Samuel James Ainsley (1820-1874) was a British artist recognized especially for his drawings and watercolours of Italy. Romantic sketches and watercolours of tombs, monuments, and landscapes in Italy. He exhibited at the Royal Academy of Arts in 1836 and 1844.
There are several drawings made on the artist’s third Tour of Etruria, April-July, 1843 in the British Museum collection in London. S.J Ainsley traveled with his friend, George Dennis, who later wrote the book “Cities and Cemeteries of Etruria” Vol. I and II. A large portion of Volume II is dedicated to Volterra,with text by Dennis (partly based upon notes by Ainsley) and sketches by Dennis and Ainsley.
In 1842 Ainsley accompanied the artist Thomas Cole on a six-week trip to Sicily, where they made many sketches. They visited the ruins at Selinus and Agrigento and made a nocturnal ascent of Mount Etna.
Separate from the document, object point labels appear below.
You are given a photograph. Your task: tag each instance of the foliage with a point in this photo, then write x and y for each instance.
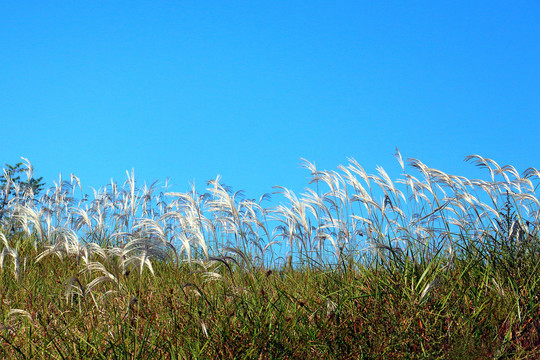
(12, 186)
(446, 268)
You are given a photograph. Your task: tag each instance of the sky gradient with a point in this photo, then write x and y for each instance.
(188, 90)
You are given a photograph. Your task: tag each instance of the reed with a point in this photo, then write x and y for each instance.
(430, 265)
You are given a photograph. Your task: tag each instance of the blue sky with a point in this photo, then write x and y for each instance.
(244, 89)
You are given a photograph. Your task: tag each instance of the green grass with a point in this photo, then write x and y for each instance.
(475, 311)
(188, 276)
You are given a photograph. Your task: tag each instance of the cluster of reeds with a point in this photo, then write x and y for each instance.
(319, 267)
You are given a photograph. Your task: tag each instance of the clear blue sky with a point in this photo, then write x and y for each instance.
(192, 89)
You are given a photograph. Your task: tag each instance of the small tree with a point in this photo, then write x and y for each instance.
(12, 186)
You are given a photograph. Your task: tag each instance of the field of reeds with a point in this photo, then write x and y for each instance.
(359, 266)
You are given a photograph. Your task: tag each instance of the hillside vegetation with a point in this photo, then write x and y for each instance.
(430, 265)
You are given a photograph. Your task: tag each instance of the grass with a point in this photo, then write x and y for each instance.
(443, 267)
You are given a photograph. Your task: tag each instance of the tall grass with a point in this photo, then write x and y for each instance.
(429, 265)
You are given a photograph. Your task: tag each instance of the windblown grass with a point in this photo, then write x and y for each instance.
(427, 266)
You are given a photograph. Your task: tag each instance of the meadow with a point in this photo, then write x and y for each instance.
(359, 266)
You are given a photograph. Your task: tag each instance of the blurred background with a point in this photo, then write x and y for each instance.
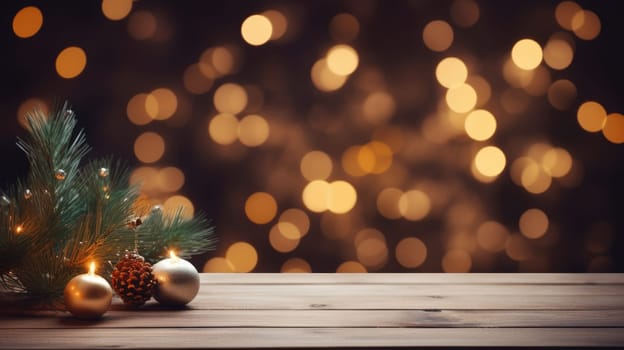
(346, 136)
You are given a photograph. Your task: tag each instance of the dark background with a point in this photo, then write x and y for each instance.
(119, 67)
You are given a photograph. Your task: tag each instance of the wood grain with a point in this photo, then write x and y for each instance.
(349, 310)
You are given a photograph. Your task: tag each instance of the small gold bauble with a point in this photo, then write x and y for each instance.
(88, 296)
(177, 281)
(60, 174)
(103, 172)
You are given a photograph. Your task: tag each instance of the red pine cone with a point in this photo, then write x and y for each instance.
(132, 279)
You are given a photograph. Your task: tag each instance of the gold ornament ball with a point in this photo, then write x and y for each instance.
(177, 281)
(88, 296)
(60, 174)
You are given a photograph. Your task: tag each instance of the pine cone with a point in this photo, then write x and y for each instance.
(132, 279)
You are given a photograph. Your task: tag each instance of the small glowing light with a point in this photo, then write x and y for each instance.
(613, 129)
(315, 195)
(243, 256)
(142, 25)
(461, 98)
(492, 236)
(411, 252)
(378, 107)
(230, 98)
(29, 106)
(351, 267)
(414, 205)
(279, 23)
(558, 54)
(533, 223)
(296, 265)
(341, 197)
(223, 129)
(324, 79)
(316, 165)
(256, 30)
(465, 13)
(149, 147)
(480, 125)
(218, 264)
(282, 240)
(557, 162)
(116, 10)
(136, 111)
(456, 261)
(562, 94)
(195, 82)
(296, 217)
(344, 27)
(565, 12)
(170, 179)
(586, 25)
(71, 62)
(526, 54)
(27, 22)
(591, 116)
(176, 203)
(438, 35)
(451, 72)
(166, 103)
(388, 203)
(253, 130)
(490, 161)
(260, 208)
(342, 60)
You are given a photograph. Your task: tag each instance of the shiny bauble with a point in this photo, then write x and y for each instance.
(177, 281)
(88, 296)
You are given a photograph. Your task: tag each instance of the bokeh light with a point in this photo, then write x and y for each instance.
(260, 208)
(256, 30)
(71, 62)
(613, 129)
(27, 22)
(533, 223)
(526, 54)
(342, 60)
(490, 161)
(591, 115)
(116, 10)
(451, 72)
(316, 165)
(230, 98)
(253, 130)
(480, 125)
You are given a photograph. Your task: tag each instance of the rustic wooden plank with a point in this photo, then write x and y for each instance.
(157, 317)
(407, 302)
(155, 338)
(390, 290)
(412, 278)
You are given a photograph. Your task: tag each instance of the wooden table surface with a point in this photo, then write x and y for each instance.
(351, 310)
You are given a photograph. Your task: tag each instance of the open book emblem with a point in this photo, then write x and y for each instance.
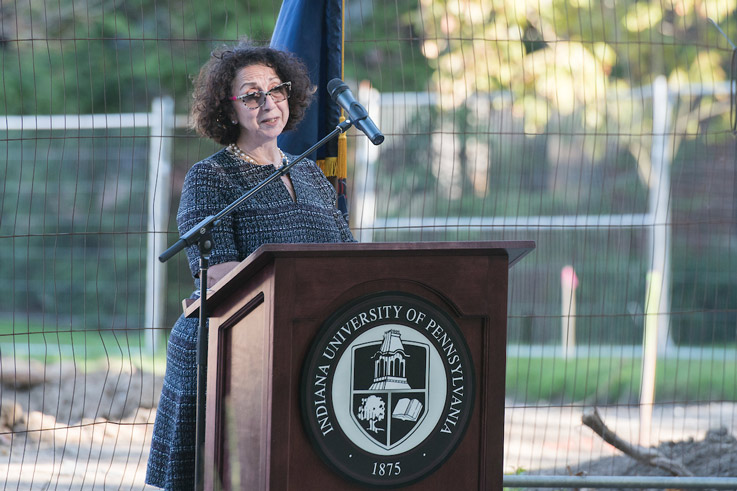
(389, 388)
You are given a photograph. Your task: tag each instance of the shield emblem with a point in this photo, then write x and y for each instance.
(389, 388)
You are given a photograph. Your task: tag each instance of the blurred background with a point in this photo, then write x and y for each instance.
(603, 131)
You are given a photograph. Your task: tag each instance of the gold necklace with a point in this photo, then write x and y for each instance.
(236, 150)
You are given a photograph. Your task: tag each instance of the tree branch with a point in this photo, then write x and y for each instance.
(648, 456)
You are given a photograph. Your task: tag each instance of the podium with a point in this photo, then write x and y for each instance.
(359, 366)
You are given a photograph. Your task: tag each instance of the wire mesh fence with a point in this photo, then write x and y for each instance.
(504, 120)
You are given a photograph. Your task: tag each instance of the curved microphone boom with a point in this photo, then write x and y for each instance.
(341, 94)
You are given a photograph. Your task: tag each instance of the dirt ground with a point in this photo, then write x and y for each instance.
(64, 427)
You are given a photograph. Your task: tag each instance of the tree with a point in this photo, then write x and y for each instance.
(372, 409)
(566, 62)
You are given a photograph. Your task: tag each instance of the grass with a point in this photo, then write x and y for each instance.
(590, 380)
(617, 380)
(90, 348)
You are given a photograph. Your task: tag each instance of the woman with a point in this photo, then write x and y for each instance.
(244, 98)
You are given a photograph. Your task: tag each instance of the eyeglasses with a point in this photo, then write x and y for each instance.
(257, 98)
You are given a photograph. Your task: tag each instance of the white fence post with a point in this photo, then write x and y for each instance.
(656, 337)
(161, 122)
(366, 155)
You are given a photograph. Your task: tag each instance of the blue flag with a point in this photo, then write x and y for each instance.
(313, 30)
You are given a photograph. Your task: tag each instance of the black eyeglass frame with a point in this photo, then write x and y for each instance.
(262, 95)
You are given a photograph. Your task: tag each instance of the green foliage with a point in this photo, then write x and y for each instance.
(72, 228)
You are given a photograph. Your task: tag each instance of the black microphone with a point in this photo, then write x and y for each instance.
(341, 95)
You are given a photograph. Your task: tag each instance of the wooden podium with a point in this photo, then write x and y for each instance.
(266, 319)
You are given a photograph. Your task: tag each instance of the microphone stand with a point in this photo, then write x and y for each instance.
(201, 234)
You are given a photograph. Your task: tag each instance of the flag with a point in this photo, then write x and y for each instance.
(313, 31)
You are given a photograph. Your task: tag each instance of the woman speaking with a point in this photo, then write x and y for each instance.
(244, 98)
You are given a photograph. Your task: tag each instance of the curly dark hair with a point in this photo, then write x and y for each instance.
(212, 110)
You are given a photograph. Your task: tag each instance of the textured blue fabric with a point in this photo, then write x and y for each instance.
(271, 216)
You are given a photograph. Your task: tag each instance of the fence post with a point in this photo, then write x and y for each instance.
(656, 338)
(161, 123)
(568, 285)
(366, 155)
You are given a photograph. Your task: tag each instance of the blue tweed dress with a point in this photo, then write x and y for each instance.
(270, 216)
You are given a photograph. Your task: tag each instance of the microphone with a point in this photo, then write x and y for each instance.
(341, 95)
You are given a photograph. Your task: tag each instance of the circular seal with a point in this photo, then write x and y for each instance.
(387, 389)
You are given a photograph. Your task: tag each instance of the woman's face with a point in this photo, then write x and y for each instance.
(264, 123)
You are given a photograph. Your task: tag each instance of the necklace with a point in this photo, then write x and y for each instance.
(234, 149)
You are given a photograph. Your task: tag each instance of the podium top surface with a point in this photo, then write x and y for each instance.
(515, 250)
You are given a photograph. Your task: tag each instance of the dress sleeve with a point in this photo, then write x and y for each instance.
(203, 195)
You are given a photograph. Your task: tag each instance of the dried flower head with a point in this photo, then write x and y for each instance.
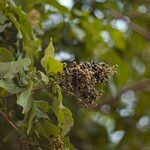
(80, 81)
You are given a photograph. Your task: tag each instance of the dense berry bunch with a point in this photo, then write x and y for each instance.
(56, 143)
(81, 80)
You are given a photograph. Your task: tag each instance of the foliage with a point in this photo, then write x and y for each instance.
(31, 105)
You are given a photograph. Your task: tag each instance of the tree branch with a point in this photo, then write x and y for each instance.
(134, 26)
(137, 86)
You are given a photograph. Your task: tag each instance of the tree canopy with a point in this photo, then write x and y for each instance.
(45, 44)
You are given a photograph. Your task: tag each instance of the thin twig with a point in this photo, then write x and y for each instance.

According to Massimo Pallottino, the fundamental note of Ainsley’s works is often that of “depopulated solitude”.
He bequeathed his drawings, prints and sketchbooks (comprising over 200 items) to the British Museum. Some of Ainsley’s drawings and watercolours have been of lasting value to Italian field-workers studying the rock cemeteries of Middle Etruria.
Bibl: Massimo Pallottino: Etruria unveiled: the drawings of Samuel James Ainsley in the British museum / Etruria svelata. i disegni di Samuel James Ainsley nel British Museum, Roma Elefante, 1984 (reproductions with English and Italian text).
Museums: The British Museum.
Gallery note: This wonderful Roman Campagna is a rare oil painting of grand scale by Ainsley. The classical landscape would have been based on a known lakeside location Ainsley visited to draw and sketch, on the outskirts of Rome, rather than a capriccio.